On Wed, Aug 14, 2024 at 08:40:22AM +0200, Stefano Brivio wrote:
Hi Matt,
On Tue, 13 Aug 2024 22:58:42 -0700 Matt Hamilton
wrote: I am using Podman in Fedora 40, which uses pasta by default for rootless container networking.
Fedora 40's base version of passt is `passt-0^20240326.g4988e2b-1.fc40`, but recently two newer versions were released, `passt-0^20240726.g57a21d2-1.fc40` and `0^20240806.gee36266-1.fc40`.
After upgrading, one pod kept going offline after a few minutes. The containers remained running, but could not make outbound connections. Journalctl revealed that the pasta process for the pod had crashed with:
Aug 08 23:07:55 dev pasta[95859]: ASSERTION FAILED in flow_hash (flow.c:566): pif != PIF_NONE && !inany_is_unspecified(&side->eaddr) && side->eport != 0 && side->fport != 0 Aug 08 23:07:55 dev audit[95859]: SECCOMP auid=1000 uid=1000 gid=1000 ses=1 subj=unconfined_u:unconfined_r:container_runtime_t:s0-s0:c0.c1023 pid=95859 comm="pasta.avx2" exe="/usr/bin/pasta.avx2" sig=31 arch=c000003e syscall=186 compat=0 ip=0x7f8f8c23b64f code=0x80000000 Aug 08 23:07:55 dev audit[95859]: ANOM_ABEND auid=1000 uid=1000 gid=1000 ses=1 subj=unconfined_u:unconfined_r:container_runtime_t:s0-s0:c0.c1023 pid=95859 comm="pasta.avx2" exe="/usr/bin/pasta.avx2" sig=31 res=1
After much debugging, I isolated the trigger to a particular container making a peer-to-peer TCP connection to a remote address with port 0.

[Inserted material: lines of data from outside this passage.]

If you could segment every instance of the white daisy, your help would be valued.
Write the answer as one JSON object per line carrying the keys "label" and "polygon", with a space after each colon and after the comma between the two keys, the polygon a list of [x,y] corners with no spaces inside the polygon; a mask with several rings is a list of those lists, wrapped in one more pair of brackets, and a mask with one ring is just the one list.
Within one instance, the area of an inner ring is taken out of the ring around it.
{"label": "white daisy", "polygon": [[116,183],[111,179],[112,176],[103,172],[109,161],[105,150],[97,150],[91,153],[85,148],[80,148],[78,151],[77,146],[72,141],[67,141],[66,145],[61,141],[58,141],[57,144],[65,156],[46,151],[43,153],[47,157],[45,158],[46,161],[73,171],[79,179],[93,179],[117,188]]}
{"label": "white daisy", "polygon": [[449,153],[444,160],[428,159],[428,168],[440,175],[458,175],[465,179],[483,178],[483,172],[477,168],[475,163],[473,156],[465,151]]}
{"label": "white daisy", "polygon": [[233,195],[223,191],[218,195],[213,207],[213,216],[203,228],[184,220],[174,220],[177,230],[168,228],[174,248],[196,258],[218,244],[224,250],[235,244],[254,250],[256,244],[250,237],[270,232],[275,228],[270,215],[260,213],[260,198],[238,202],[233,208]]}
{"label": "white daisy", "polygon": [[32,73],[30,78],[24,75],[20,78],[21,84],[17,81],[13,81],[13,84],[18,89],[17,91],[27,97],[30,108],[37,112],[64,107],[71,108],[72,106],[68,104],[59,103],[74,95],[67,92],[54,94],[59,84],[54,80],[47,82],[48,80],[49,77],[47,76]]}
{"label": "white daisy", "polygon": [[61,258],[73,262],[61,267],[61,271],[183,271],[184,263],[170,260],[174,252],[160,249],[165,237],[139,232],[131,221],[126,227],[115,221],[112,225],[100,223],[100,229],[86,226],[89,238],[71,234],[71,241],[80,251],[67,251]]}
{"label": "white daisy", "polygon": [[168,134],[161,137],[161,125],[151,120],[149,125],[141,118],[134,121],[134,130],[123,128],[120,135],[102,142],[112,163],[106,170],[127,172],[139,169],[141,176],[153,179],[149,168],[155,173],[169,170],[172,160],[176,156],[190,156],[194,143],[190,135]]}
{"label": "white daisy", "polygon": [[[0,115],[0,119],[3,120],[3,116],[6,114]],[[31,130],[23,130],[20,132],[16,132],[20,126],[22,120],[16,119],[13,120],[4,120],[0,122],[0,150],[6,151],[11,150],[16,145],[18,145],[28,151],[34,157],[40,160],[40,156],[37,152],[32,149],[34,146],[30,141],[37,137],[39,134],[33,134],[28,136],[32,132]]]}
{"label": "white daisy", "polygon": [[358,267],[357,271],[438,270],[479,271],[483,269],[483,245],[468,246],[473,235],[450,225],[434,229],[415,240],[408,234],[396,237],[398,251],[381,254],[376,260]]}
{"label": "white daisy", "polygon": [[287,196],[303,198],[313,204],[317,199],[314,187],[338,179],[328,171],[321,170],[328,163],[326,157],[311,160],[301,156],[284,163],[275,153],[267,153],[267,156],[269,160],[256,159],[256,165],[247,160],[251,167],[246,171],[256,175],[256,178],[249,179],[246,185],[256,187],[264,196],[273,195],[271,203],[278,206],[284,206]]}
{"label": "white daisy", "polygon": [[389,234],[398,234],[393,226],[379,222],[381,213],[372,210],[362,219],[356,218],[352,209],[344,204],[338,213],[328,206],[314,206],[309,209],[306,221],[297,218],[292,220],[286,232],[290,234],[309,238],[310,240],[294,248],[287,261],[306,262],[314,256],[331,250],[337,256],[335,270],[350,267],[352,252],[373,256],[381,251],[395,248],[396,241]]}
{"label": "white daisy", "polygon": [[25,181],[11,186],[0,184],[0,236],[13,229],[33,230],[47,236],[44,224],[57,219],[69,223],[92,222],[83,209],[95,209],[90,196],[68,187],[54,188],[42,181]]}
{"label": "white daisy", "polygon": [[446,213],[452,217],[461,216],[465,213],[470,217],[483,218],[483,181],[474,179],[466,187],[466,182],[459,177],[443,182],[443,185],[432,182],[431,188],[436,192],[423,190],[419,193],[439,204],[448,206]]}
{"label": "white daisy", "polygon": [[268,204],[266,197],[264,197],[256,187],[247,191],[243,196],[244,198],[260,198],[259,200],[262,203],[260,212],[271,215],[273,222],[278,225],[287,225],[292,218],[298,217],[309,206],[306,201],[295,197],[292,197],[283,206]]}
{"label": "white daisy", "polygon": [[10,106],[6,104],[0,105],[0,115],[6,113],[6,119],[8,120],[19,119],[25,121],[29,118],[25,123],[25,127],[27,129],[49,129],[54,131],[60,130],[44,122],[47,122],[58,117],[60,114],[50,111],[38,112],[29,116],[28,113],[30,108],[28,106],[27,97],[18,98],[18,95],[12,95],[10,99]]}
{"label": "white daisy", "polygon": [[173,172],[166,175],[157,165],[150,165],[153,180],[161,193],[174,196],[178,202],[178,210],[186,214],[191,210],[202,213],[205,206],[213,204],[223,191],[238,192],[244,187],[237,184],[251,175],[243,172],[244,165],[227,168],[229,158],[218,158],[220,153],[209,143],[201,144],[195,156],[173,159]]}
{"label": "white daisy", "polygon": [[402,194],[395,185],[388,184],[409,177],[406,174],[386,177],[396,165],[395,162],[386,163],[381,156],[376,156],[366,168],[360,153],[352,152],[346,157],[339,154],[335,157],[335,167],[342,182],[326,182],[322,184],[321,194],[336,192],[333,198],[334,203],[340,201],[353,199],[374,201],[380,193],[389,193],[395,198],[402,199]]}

Thanks for the analysis and for the report!
Reverting passt to version 20240326 works as expected, and the container stays online. It's been a long time since I wrote any C, but the code seems clear and checks that the endpoint and forwarding ports do not equal 0. I assume that a port 0 connection is not realistic or useful, and that actual attempt to connect over this port indicate a bug in the client code. Is this correct?
Right, that's somehow unexpected because TCP port zero is reserved and not assigned, so it should never be used. However, I'm not sure how we can even reach flow_hash() with it.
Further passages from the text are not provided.